Das, was für viele andere Menschen Spaß und Freude bedeutet, ist für Menschen, die Angst vor Aufmerksamkeit haben, eine absolute Horrorvorstellung. Studien zeigen, dass mittlerweile rund vier Prozent der Frauen und zwei Prozent der Männer zwischen 18 und 79 Jahren Symptome von Angst, im Mittelpunkt zu stehen, zeigen.
In der Psychologie nennt man dieses Phänomen auch soziale Phobie. Bleibt diese tief verankerte Angst unentdeckt, erhöht sich das Risiko, an Depressionen oder an Substanzmissbrauch zu erkranken, signifikant. Es ist daher wichtig, dass du bereits erste Anzeichen ernst nimmst und dich mit dir selbst auseinandersetzt, um deine Sorgen und Zweifel zu überwinden.

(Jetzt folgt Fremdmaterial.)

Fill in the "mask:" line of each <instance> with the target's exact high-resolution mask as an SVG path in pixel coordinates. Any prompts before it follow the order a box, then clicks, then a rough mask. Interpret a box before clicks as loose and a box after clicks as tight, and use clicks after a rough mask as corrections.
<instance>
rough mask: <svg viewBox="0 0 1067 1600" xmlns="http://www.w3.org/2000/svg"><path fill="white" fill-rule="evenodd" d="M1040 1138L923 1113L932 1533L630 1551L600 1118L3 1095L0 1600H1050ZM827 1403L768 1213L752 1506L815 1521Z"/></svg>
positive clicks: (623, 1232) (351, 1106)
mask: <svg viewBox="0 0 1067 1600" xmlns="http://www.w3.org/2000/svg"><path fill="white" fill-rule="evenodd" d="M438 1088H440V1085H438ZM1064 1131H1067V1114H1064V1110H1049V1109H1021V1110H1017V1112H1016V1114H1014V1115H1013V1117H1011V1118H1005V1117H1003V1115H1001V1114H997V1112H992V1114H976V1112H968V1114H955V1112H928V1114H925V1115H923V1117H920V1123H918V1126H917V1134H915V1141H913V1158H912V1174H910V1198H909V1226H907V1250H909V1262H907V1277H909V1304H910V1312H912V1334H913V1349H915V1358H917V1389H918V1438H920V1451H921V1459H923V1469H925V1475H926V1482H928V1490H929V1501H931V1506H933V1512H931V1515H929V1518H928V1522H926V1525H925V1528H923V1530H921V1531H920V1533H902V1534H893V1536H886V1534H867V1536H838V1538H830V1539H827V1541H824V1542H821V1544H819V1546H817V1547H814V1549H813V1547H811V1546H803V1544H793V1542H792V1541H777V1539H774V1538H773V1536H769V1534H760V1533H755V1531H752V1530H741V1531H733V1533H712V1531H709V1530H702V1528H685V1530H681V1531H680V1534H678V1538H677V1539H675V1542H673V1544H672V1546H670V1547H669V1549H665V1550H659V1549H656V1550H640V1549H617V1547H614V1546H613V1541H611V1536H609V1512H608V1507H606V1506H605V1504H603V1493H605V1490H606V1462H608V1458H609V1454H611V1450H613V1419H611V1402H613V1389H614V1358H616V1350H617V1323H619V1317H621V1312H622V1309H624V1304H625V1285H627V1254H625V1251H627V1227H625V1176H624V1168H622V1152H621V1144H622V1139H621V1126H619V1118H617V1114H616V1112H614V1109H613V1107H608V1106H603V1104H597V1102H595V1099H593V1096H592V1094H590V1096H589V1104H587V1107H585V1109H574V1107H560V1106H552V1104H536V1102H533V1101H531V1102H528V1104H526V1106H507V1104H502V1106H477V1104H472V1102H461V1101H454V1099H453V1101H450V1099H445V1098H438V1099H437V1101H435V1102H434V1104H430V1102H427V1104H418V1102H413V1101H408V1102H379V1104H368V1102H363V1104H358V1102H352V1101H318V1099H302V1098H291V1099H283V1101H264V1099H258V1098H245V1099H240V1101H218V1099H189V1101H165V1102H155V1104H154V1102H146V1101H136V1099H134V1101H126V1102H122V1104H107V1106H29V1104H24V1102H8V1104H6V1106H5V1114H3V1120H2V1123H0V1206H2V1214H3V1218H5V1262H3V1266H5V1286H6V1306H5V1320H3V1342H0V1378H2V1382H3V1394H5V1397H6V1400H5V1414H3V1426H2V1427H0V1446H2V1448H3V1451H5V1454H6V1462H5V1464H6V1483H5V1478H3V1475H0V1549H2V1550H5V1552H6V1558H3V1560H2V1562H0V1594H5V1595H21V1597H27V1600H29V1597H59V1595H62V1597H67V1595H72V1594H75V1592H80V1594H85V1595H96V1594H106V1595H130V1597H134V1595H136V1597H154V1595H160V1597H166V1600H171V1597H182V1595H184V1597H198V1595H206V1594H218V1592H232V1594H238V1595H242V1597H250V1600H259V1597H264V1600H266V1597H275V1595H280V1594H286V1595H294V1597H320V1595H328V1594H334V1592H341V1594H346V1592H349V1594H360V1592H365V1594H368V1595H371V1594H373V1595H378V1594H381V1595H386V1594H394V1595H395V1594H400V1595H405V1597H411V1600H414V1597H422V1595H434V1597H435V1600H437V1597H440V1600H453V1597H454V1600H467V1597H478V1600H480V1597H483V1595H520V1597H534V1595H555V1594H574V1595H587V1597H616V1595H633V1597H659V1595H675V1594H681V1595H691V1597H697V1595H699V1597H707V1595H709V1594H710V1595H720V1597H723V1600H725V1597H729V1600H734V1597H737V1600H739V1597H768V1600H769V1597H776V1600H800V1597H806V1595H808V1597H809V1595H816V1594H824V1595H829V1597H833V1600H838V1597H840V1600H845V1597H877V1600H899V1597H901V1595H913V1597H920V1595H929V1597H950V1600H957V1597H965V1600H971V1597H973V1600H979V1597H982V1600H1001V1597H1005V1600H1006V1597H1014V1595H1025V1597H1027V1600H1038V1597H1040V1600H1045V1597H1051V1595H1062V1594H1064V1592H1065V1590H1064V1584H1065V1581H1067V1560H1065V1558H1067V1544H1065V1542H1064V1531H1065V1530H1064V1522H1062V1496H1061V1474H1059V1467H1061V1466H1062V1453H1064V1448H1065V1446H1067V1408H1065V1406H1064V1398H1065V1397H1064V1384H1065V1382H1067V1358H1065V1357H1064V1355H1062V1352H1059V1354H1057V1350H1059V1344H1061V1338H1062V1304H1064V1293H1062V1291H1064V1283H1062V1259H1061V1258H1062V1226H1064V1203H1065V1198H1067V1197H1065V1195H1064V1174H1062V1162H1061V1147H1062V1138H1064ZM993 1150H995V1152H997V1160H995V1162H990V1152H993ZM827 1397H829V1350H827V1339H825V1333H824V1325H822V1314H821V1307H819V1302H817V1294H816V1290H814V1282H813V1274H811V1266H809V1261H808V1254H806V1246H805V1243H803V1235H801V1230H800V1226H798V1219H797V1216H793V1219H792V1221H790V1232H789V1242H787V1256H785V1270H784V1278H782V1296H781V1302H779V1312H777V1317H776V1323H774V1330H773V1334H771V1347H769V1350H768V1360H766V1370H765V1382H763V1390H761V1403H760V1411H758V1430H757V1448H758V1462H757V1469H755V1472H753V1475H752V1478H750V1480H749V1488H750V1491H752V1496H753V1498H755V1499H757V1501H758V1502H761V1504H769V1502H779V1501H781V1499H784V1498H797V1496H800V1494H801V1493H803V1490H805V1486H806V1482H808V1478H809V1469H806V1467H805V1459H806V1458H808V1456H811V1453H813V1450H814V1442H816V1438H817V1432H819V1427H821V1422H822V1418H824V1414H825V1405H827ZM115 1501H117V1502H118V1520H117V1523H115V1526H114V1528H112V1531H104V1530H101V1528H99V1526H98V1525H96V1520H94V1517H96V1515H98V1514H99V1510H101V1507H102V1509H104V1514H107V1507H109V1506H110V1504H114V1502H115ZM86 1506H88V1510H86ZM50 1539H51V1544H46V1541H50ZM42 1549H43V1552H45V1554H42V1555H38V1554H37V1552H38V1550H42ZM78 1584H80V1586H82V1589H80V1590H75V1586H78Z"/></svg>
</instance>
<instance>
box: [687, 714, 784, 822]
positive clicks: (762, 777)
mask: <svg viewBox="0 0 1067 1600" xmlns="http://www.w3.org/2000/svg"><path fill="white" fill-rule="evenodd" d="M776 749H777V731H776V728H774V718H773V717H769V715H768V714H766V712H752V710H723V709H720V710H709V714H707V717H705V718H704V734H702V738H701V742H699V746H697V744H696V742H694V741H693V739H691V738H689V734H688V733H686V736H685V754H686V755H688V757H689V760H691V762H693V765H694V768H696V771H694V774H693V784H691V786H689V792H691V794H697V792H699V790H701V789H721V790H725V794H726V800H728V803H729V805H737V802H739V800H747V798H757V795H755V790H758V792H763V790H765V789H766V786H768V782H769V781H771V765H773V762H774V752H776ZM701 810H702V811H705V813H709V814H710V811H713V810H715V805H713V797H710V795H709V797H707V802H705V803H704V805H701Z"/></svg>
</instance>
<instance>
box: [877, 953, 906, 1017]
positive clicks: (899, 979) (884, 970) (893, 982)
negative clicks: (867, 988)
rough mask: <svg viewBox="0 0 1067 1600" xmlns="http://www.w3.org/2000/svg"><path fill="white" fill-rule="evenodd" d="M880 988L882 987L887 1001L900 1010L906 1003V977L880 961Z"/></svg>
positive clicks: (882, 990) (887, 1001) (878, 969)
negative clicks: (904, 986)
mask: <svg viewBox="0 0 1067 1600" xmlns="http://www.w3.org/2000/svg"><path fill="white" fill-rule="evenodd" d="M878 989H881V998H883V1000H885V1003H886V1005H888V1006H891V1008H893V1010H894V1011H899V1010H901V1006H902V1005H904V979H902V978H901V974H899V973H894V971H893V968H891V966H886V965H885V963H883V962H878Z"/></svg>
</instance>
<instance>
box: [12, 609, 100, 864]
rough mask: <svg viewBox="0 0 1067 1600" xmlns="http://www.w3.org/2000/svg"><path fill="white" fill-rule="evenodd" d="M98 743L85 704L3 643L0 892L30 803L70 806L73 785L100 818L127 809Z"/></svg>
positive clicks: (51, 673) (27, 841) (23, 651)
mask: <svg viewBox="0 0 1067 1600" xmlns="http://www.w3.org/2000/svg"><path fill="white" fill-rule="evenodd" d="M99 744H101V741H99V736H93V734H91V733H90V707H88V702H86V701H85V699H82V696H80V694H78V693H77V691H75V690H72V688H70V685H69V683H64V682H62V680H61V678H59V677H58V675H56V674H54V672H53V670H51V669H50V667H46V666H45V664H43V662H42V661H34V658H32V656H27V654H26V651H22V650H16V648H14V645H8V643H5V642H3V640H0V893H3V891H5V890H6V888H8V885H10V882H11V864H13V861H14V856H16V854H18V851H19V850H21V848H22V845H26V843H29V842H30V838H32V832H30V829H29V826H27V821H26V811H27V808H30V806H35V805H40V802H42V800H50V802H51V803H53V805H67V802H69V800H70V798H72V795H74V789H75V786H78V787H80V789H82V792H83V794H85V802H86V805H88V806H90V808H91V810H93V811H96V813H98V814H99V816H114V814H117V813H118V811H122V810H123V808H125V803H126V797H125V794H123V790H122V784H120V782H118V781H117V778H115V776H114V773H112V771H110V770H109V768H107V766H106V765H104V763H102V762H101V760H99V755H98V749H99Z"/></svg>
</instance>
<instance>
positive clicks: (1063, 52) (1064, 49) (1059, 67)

Wir wollen gemeinsam mit dir ergründen, woher die Angst, im Mittelpunkt zu stehen, kommt und mit welchen Selbsthilfetipps du dein Inneres stärken kannst. Ziel ist es, dass du eine selbstbewusstere Person wirst, die stolz ihre Stärken und Persönlichkeit gegenüber anderen präsentieren kann – und das ganz ohne Angst vor Aufmerksamkeit.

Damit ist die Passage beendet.